When I used `scanf("%s",c)` as i/o then it got accepted.
Please tell me the difference between these two.

Accepted code:

``````#include<stdio.h>
#include<string.h>

int main()
{
int test = 0, hash_jew[150] = {0}, count = 0, l, i;
char c[1000];
scanf("%d\n",&test);
while(test--)
{
scanf("%s",c);
l=strlen(c);
for(i=0;i<l;i++)
{
hash_jew[c[i]] = hash_jew[c[i]]^1;
count = count + hash_jew[c[i]];
}
printf("%d\n",count);
memset(hash_jew,0,sizeof(int)*150);
count = 0;
}
return 0;
}
``````

If ‘A’ … ‘Z’ is 0 to 25, then it makes sense to have ‘a’ as 26 etc. 97-71 = 26, so it seems fine.

1 Like

whats the problem with the following code???
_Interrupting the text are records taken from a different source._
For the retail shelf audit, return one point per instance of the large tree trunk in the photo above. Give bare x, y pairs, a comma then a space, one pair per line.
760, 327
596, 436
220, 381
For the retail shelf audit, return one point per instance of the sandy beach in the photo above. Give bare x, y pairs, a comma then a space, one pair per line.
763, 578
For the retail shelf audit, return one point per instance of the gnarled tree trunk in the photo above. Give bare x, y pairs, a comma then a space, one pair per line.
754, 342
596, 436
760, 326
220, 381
http://www.codechef.com/viewsolution/1844213

@ritu2510 >> You are not supposed to print the “enter the number of test cases” thing here in the programs. There are testdata and your program is supposed to take input from standard input and give output on the standard output. It need not be “user friendly” in the output, it should just give correct output for each corresponding input.

UPD.

Moreover, you need not store all the input in an array and then display output at once. You should take an input and do the calculations and print the output and then take the next input and proceed in the same manner.
See, I modified your code: removed the “enter the number of test cases” thing and removed the array a[] into just a string a and it got Accepted. http://www.codechef.com/viewsolution/1844773

ohkay…got it…removing the “enter the number of test cases” is helping…thanx!!
and yeah… storing it in an array was not required.
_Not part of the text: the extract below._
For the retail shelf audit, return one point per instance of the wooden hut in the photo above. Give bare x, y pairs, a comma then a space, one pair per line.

@vineetpaliwal : I made sure that every letter gets a unique index.(uncomment cout on line 42)If possible may I know the test cases where my code fails.
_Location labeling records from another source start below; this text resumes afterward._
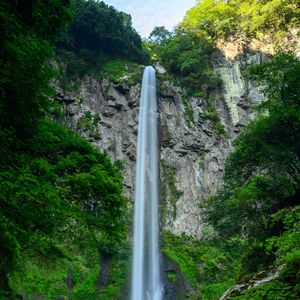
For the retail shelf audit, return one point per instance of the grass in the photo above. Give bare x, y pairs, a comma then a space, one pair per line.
40, 277
208, 266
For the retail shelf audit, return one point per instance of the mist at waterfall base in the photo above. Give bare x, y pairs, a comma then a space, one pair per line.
146, 277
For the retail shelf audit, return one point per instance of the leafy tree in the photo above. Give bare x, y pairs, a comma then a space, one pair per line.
98, 32
160, 35
262, 174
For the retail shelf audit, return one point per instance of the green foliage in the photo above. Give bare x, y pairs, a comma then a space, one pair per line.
26, 38
61, 200
209, 266
187, 57
123, 71
215, 19
97, 33
222, 19
262, 182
The reason is that input files were generated under Windows and has character `'\r'` before each newline.
It is explained in the FAQ:

Refer to my comment to this answer.

Also just a suggestion - you can output the answer of each test case before input next test case. It should simplify your code

The reason is that input files contains hidden `'\r'` characters in the end of each line. Refer to this:

http://www.codechef.com/viewsolution/2058133
what is wrong with my solution?

Iam Getting wrong answer ,some might test cases might be missing pls suggest some typical test cases…

yeah I was getting WA, then simply added

``````abc = "abcdefghijklmnopqrstuvwxyzABCDEFGHIJKLMNOPQRSTUVWXYZ"
``````

if c in abc:

And got AC

http://www.codechef.com/viewsolution/4144022

Please me the problem in the solution.